Monday, July 11, 2011

Day 7: Shaking it up




kindling
snow-wet

at both horizons

lightning beside the pines




In honor of the new book we've made together, I borrowed a technique from Stephen Addiss to write this haiku.

A couple of years ago Steve took a batch of haiku he had written, cut them up into individual lines, and scrambled the lines to create new, partially randomized haiku. They were surprising and wonderful, and became the basis for our collaborative artists' book project called stitching speechless. I created the haiku here in a similar way. I took a manuscript of my older haiku and, using dice, pulled lines from randomly selected poems to create this new one.

For me, this technique highlights two strains of art that Zen thinking has inspired in the West. One of them is Romantic and sentimental*. As Zen made its way into the Western mainstream during the 20th century, it fit in well with native philosophic traditions like the Transcendentalism of Emerson and Thoreau & the ecological movement that was emerging at mid-century. This is the vein that informs the nature-oriented haiku that are the most common Western haiku today.

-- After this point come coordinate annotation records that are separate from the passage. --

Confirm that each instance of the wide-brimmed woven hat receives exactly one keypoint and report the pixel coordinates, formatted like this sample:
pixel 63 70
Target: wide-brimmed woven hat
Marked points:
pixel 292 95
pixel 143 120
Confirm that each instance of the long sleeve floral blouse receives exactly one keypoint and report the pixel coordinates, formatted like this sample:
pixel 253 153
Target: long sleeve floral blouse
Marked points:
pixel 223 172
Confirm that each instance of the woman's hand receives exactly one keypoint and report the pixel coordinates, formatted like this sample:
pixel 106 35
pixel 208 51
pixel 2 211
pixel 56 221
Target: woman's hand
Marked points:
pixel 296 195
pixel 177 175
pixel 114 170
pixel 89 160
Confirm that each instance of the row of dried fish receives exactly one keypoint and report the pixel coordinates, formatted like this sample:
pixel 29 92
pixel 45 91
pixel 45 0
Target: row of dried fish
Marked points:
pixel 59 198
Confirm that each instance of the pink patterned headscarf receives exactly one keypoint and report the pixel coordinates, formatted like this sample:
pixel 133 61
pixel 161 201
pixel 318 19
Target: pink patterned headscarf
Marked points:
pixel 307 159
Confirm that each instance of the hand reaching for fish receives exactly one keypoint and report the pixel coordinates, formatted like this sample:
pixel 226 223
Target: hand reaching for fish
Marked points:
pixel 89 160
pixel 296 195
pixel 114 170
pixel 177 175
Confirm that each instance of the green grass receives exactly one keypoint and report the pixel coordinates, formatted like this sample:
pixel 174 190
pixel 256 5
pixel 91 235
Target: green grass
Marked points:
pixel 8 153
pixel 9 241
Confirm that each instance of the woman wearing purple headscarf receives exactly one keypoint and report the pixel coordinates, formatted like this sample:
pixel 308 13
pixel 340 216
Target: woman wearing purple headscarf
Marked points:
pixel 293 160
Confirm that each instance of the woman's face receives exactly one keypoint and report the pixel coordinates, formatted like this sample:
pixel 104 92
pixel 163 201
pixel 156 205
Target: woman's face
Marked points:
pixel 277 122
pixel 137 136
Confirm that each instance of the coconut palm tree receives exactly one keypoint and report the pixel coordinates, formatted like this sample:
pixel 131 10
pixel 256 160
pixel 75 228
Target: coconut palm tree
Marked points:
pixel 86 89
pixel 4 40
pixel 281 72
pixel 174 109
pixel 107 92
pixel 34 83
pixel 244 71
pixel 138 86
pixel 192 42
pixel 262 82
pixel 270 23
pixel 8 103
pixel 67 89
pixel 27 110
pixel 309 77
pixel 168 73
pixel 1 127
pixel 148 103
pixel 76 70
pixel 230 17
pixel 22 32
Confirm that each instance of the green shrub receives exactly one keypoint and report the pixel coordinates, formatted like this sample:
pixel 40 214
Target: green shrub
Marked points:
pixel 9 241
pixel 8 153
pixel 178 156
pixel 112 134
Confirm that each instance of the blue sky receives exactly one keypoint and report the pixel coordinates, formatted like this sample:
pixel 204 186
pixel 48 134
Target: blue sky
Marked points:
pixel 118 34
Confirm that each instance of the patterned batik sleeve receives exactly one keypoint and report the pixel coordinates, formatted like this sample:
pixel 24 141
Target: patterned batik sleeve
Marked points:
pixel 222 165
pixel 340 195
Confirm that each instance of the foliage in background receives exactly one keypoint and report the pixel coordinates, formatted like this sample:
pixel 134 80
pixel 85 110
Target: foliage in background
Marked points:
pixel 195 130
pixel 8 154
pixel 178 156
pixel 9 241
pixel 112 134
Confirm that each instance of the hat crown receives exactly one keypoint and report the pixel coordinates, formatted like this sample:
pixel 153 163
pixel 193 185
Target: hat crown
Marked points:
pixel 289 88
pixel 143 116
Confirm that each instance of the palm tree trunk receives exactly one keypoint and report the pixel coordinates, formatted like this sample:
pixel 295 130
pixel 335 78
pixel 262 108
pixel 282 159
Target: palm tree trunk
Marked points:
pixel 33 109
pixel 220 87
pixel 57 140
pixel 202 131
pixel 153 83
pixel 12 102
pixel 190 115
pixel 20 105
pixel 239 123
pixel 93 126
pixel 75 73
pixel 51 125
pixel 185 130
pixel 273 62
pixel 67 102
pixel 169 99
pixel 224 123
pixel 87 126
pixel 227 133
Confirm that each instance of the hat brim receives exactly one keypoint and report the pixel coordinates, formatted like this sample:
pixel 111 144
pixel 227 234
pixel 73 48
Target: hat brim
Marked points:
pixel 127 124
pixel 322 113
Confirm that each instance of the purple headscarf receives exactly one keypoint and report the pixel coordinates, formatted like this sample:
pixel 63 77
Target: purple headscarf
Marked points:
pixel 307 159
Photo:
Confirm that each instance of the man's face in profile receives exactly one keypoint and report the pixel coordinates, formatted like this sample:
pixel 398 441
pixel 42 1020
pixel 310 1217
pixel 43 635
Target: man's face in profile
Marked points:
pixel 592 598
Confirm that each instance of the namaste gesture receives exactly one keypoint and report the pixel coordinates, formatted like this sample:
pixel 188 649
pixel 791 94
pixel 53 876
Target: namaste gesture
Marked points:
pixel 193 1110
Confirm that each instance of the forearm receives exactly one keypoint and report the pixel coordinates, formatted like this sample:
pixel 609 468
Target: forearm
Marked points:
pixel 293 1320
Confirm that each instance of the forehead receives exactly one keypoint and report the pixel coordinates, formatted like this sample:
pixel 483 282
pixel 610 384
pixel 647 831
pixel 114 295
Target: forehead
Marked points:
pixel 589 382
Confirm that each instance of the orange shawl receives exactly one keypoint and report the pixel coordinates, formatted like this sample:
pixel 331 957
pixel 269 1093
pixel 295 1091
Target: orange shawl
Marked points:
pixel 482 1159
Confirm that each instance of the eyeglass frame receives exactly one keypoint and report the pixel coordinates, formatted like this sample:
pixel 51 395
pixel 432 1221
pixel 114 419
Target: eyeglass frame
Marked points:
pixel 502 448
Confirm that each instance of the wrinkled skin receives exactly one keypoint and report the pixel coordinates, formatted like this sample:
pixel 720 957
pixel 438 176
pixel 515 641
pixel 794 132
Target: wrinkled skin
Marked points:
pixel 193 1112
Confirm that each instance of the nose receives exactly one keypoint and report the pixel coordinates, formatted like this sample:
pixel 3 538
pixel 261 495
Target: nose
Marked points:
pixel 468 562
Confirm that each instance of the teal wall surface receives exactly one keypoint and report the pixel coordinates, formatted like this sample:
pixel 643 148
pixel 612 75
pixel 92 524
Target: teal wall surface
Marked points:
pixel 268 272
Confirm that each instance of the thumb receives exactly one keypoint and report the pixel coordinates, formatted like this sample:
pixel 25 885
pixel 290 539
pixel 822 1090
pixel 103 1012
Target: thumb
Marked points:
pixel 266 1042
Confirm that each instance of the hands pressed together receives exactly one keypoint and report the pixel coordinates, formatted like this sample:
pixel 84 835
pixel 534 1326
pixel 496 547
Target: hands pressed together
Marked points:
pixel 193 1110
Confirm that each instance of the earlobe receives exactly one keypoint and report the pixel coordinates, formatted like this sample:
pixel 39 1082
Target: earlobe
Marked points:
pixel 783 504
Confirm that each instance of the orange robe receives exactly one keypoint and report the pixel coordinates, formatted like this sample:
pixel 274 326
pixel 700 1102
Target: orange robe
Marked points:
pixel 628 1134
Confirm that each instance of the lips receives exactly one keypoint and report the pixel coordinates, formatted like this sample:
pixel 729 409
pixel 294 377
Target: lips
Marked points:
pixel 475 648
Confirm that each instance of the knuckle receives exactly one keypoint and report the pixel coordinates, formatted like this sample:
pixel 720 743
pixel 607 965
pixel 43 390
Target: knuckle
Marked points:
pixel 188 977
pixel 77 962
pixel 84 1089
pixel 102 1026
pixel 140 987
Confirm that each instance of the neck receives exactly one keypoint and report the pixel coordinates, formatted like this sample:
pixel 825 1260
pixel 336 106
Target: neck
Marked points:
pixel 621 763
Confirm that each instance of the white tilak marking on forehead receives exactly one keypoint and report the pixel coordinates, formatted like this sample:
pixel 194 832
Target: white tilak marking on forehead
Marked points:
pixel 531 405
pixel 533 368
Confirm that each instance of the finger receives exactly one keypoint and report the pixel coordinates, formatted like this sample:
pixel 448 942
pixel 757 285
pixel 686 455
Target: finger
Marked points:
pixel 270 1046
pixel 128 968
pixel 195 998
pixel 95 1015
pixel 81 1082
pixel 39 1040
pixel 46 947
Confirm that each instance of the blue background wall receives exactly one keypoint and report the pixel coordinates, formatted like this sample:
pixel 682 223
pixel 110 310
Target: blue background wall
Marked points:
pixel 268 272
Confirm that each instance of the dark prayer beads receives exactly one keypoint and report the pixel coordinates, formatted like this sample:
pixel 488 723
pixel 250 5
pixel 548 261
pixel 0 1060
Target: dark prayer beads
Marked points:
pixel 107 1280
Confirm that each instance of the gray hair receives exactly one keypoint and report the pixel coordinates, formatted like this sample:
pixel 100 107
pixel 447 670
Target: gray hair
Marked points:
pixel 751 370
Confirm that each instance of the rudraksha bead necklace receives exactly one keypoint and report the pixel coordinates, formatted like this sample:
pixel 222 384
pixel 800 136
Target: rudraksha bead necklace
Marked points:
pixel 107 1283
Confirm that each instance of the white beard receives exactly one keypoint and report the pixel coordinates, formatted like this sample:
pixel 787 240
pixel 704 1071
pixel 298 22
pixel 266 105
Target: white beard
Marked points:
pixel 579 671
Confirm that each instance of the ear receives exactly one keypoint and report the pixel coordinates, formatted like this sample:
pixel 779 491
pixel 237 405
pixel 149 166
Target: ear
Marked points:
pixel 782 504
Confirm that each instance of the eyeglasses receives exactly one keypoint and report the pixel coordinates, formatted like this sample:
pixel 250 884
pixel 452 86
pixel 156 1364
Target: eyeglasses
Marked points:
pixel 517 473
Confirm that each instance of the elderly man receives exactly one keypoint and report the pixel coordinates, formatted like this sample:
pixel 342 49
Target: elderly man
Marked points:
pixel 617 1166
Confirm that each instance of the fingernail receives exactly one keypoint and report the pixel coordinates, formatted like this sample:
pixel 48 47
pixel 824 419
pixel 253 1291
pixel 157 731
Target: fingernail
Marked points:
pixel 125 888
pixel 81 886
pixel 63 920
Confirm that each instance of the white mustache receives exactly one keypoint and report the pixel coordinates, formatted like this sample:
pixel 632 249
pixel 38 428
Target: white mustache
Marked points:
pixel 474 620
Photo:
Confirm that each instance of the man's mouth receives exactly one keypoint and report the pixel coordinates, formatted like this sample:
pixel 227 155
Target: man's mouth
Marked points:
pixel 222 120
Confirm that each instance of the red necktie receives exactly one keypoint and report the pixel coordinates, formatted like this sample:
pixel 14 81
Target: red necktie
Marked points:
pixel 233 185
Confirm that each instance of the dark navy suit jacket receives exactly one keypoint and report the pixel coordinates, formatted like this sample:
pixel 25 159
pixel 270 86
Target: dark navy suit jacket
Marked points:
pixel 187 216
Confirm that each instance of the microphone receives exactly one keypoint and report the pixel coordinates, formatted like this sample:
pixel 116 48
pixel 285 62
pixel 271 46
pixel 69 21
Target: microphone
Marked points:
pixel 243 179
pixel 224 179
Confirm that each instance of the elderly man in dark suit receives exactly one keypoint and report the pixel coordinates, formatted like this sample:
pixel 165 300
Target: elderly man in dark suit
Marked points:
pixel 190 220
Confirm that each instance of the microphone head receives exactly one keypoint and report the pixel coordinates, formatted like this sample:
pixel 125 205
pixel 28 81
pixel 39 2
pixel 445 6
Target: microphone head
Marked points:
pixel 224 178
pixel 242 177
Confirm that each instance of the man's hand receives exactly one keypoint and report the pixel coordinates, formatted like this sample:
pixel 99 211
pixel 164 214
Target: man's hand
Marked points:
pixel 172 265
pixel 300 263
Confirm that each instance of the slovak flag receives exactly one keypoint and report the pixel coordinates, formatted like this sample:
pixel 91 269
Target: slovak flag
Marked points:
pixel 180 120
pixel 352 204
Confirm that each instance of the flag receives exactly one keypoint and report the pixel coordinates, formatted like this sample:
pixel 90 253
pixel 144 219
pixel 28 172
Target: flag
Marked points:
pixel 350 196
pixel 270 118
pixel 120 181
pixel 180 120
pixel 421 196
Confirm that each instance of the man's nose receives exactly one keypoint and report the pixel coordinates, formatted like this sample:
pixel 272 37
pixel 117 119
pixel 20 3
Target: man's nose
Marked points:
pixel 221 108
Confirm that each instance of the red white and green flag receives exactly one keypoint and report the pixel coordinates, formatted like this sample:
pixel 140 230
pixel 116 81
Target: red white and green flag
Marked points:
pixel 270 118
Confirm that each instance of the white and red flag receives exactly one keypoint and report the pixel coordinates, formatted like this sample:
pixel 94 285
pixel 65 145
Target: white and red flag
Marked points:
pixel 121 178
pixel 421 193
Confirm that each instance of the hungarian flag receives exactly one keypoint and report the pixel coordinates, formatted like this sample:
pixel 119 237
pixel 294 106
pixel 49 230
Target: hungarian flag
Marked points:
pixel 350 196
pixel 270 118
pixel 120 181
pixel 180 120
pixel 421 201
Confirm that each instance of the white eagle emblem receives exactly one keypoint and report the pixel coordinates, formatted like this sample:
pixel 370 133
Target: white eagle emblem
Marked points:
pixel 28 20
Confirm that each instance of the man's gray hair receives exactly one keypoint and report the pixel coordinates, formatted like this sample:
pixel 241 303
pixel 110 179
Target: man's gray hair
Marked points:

The second strain of Zen-inspired art in the West is more procedural. It's about removing the artist's ego from his or her creations rather than about expressing the artist's unique, privileged understanding of the world. This strain of Zen art-making is appealing in much the same way that 20th-century avant gardes like the Dada movement and Marcel Duchamp's 'readymades' were -- challenging the idea of the artist as a genius maker of beautiful things. John Cage is the main example when I think of this procedural vein of Western Zen art-making. My haiku for today is in that second vein.

Of course I also like it aesthetically as a poem, so I guess I'm cheating and letting the ol' ego in anyway...


*I don't mean those terms in their negative senses at all.